The fundamental ethical challenge of AI is the issue of the responsibility gap. The overall relationship between humans and intelligent machines is a novel “distributed control” relationship, which requires a new theoretical framework as the basis for attribution of responsibility.
Future improvements
The concept of MHC has two basic components: “meaningful” and “control.” “Meaningful” refers to the basic conditions for humans to control the behavior of intelligent machines and assume moral responsibilities. “Control” involves the diversification of the forms of control humans have over intelligent machines. The collection of different forms of control and responsibility is conducive to the implementation of intelligent machine behavior monitoring mechanisms. This provides a theoretical entry point for resolving the responsibility gap. Filippo Santoni de SiO and Jeroen van den Hoven made a groundbreaking argument on the moral philosophical basis of MHC, providing a regulatory framework for the two conditions of “tracking and tracing” from the perspective of socio-technical systems.

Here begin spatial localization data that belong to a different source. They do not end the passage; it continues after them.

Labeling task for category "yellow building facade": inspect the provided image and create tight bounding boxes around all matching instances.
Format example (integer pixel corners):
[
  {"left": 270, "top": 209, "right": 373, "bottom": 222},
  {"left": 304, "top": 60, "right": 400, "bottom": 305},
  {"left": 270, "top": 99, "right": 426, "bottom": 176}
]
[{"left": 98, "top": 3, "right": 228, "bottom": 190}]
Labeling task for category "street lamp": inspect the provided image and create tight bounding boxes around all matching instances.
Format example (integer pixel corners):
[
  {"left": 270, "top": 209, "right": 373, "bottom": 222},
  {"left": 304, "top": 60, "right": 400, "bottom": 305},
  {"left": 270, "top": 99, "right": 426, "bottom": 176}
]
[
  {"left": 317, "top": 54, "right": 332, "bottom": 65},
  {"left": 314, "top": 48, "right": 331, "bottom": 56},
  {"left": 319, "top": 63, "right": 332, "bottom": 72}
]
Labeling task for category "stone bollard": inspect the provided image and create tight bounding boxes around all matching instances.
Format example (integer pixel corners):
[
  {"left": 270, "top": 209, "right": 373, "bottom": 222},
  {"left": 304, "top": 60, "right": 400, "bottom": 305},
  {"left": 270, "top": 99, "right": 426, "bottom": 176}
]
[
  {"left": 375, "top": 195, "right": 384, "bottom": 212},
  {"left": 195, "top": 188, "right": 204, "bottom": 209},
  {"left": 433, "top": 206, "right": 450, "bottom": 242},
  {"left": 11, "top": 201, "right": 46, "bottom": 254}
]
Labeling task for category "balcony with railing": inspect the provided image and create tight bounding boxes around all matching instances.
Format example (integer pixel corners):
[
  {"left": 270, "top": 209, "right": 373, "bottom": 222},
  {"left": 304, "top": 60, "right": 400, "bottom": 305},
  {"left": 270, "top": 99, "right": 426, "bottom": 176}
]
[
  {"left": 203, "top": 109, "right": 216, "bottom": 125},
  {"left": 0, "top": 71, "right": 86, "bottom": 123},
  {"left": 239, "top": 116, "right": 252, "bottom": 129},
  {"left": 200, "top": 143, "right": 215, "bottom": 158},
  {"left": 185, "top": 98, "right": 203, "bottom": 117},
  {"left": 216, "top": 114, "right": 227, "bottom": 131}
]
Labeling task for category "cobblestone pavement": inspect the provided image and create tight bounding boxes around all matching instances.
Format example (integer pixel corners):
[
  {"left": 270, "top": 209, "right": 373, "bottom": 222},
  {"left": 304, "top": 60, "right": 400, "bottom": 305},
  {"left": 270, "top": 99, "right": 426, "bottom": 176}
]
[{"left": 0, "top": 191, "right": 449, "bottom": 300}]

The “tracking” principle involves the relational nature between human controllers and controlled systems. “Tracing” is the supplement for “tracking,” referring to the ability of tracing at least one responsible agent for system behaviors.
However, there are some difficulties in translating MHC’s normative instructions into feasible operations: the operational standard of the tracking principle requires determining who those agents are and what motivates their actions; the operational standard of the tracing principle requires identifying whether these agents have both technical expertise and ethical awareness.
In response to the operability dilemma of the tracking principle, Giulio Mecacci et al. proposed a “proximate scale of reasons” that can explain the relationship between reasons of human actions and system behaviors.
Going forward, there is a need to refine the types of technical expertise and ethical awareness in the controlled system. Furthermore, it is necessary to conduct a perceptual survey for the system control ability in knowledge, embodiment, and morality.
In general, the implication of MHC as an ethical principle is to reaffirm the right of human security in AI applications. The rapid advancement of MHC research indicates that global governance of AI has entered a new stage. China is in a period of vigorous development opportunities for AI, and it is necessary to pay attention to cutting-edge ethical research on AI in the international community, and improve applicable local policies and regulations. In the framework of MHC’s moral philosophy, local ethical elements and accountability mechanisms can be incorporated to expand the theoretical foundation, thereby guiding and supervising the entire life cycle of AI.
Yu Ding is from the School of Social Sciences at Tsinghua University.